The new government rules for online colleges are forcing colleges to prove that their programs result in gainful employment or risk losing federal financial aid. The “gainful employment” rule is designed to ensure that graduates of career colleges find good jobs and are ultimately able to pay off their tuition bills. While access to financial aid is crucial for many students, these new rules offer additional benefits. Though the rules don’t go into effect until July 2012, colleges have already begun to respond with programs designed to help students make informed choices.

What to Expect with the New Online College Regulations

Some of the advantages students can expect once the new rules are fully implemented include:

  1. Better information about the programs they’re considering
  2. Increased program quality
  3. Improved transparency and accountability
  4. More robust job placement programs

In fact, some benefits are already being felt by online students. For example, students of the University of Phoenix now have access to PhoenixConnect, a social network for students and over 600,000 Phoenix alumni who could potentially help with job searches.

Another program by this same for-profit college is a three-week, pass or fail orientation program designed to increase transparency and encourage students to make better decisions as to whether the college is the right one for them. This free program is required of all prospective students with 24 college credits or less. Students who don’t pass cannot continue with the college. Requiring students to demonstrate commitment and an understanding of the institution’s teaching methods can improve the overall quality of graduates, potentially improving employment rates as a result.

Assessing Online Degree Program Quality

The new rules require upfront disclosures detailing total program costs, student loan repayment rates, graduates’ debt-to-earnings ratio and other information.

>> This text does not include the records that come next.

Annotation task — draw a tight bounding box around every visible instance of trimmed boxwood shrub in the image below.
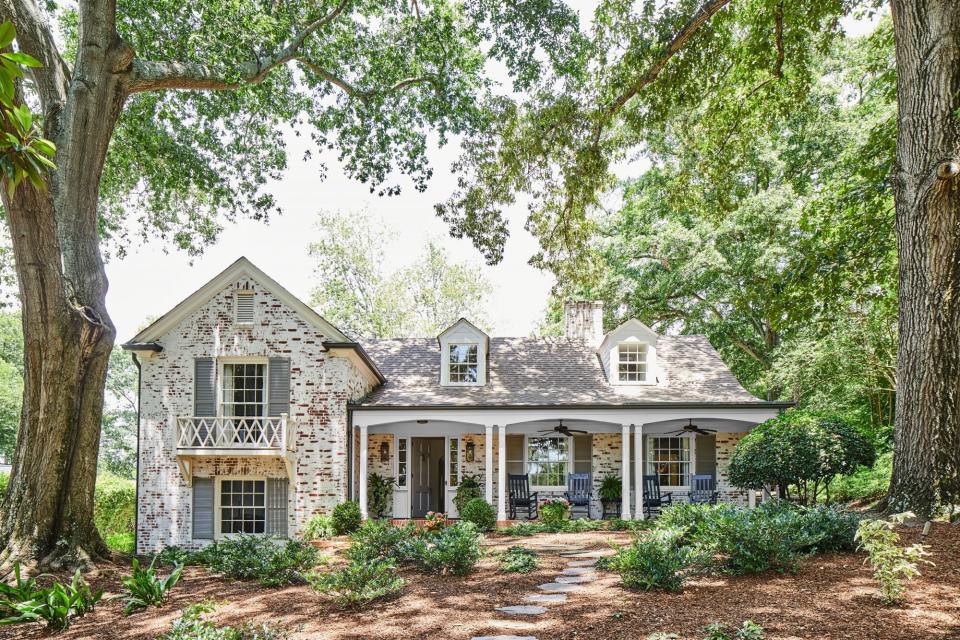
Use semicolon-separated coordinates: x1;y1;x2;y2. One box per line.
330;500;363;536
460;498;497;531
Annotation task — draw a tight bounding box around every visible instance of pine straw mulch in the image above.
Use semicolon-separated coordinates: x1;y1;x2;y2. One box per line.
0;524;960;640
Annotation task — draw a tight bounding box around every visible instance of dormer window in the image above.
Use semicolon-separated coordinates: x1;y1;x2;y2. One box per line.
617;342;647;384
437;318;490;387
448;344;480;384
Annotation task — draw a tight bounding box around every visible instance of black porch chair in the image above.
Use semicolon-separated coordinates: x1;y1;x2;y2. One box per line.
643;474;673;518
563;473;593;520
690;474;720;504
507;473;540;520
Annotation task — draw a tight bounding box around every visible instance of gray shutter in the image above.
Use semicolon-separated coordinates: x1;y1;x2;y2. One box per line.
267;358;290;416
193;358;217;417
267;478;288;538
193;478;213;540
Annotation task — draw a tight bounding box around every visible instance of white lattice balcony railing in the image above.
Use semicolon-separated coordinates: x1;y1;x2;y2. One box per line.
177;415;293;455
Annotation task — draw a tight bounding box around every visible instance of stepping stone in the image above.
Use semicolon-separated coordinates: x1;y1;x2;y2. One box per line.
568;560;597;567
523;593;567;602
496;604;547;616
560;549;613;558
537;582;583;593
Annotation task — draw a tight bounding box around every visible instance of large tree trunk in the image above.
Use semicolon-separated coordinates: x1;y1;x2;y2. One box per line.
0;3;131;566
888;0;960;517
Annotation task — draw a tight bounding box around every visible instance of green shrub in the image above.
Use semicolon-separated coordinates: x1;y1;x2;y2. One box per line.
540;498;570;529
856;513;928;604
460;498;497;531
453;474;483;518
301;514;336;540
367;473;393;518
307;560;406;609
730;410;876;504
607;529;703;591
345;520;416;563
500;546;540;573
703;620;765;640
121;556;183;616
399;522;482;576
93;474;137;552
0;563;103;631
202;535;320;587
330;500;363;536
160;603;289;640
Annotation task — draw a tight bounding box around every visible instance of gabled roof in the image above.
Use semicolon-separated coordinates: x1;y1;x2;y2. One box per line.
123;257;351;350
361;336;769;407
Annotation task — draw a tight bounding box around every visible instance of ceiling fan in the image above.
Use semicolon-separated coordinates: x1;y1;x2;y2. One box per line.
540;420;587;437
667;418;717;436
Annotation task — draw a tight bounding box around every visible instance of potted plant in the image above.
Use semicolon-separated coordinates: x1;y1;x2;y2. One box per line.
597;476;623;518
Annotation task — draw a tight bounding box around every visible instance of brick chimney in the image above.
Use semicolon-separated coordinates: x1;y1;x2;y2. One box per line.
563;300;604;348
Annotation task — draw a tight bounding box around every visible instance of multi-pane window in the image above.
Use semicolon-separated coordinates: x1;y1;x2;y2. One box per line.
527;436;570;487
449;344;480;383
617;342;647;382
647;438;690;487
397;438;407;487
222;362;266;418
447;438;460;487
220;480;267;534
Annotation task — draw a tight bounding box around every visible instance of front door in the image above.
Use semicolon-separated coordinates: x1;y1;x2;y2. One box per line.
410;438;444;518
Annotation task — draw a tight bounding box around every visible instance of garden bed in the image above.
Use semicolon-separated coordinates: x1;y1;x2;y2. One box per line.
0;524;960;640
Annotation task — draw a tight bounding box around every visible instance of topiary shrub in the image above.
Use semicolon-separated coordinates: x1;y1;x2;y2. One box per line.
330;500;363;536
460;498;497;531
729;411;876;504
453;474;483;518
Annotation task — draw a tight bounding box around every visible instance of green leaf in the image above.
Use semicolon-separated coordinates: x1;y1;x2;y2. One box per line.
0;20;17;48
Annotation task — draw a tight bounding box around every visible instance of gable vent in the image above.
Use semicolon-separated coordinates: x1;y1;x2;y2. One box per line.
234;291;253;324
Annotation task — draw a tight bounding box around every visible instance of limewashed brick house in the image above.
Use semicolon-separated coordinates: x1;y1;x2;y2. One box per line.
124;258;785;552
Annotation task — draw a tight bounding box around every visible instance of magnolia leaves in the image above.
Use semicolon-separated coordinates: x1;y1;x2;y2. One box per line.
0;22;56;197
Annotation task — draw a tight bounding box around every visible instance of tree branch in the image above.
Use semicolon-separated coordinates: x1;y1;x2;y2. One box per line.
0;0;70;113
128;0;350;94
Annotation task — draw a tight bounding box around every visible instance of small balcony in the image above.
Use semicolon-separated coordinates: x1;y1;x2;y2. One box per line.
177;415;293;457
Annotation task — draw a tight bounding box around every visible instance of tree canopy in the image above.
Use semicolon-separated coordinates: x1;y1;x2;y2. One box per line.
310;213;490;338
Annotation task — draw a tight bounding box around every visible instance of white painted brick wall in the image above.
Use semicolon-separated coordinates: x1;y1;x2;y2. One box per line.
137;278;370;553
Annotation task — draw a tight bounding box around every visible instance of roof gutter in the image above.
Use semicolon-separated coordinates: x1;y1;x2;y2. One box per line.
322;342;387;384
350;401;797;411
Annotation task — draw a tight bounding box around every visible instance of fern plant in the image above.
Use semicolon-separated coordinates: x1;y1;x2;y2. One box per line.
121;556;183;616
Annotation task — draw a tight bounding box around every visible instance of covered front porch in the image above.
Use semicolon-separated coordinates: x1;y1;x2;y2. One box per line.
351;406;777;521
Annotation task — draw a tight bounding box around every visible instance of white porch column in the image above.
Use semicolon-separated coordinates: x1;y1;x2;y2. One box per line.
620;424;632;520
483;424;493;507
497;425;507;521
633;424;644;520
359;424;368;520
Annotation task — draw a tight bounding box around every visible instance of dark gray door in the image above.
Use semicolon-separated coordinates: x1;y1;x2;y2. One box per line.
410;438;444;518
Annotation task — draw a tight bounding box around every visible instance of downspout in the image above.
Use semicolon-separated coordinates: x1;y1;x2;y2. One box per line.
130;351;143;555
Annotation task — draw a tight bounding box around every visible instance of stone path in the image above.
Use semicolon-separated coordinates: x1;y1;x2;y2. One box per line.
472;545;612;640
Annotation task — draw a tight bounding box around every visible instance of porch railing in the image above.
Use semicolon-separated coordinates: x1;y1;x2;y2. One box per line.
177;415;293;455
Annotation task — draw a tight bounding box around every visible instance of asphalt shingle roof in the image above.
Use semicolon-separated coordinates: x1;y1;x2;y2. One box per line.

In addition to these standard disclosures, if a school fails to meet a debt measure, this must be disclosed to students along with why it failed and how it will be addressed. Schools that fail to meet the debt measure three times in a four-year period will no longer be eligible to participate in federal student aid programs.

Prospective students will be better able to assess a college program’s quality based on these required measures and disclosures. For example, when evaluating two comparable programs and finding that one is successful at placing graduates in good jobs while another leaves graduates saddled with excessive student debt, which one is more attractive?

Few career colleges can afford to risk federal student aid eligibility. Under the new rules for online colleges, career colleges have two choices: fight the rules or improve quality. In the long run, whether the law goes into effect as currently written or not, schools that focus on the ultimate success of their students will be most likely to succeed.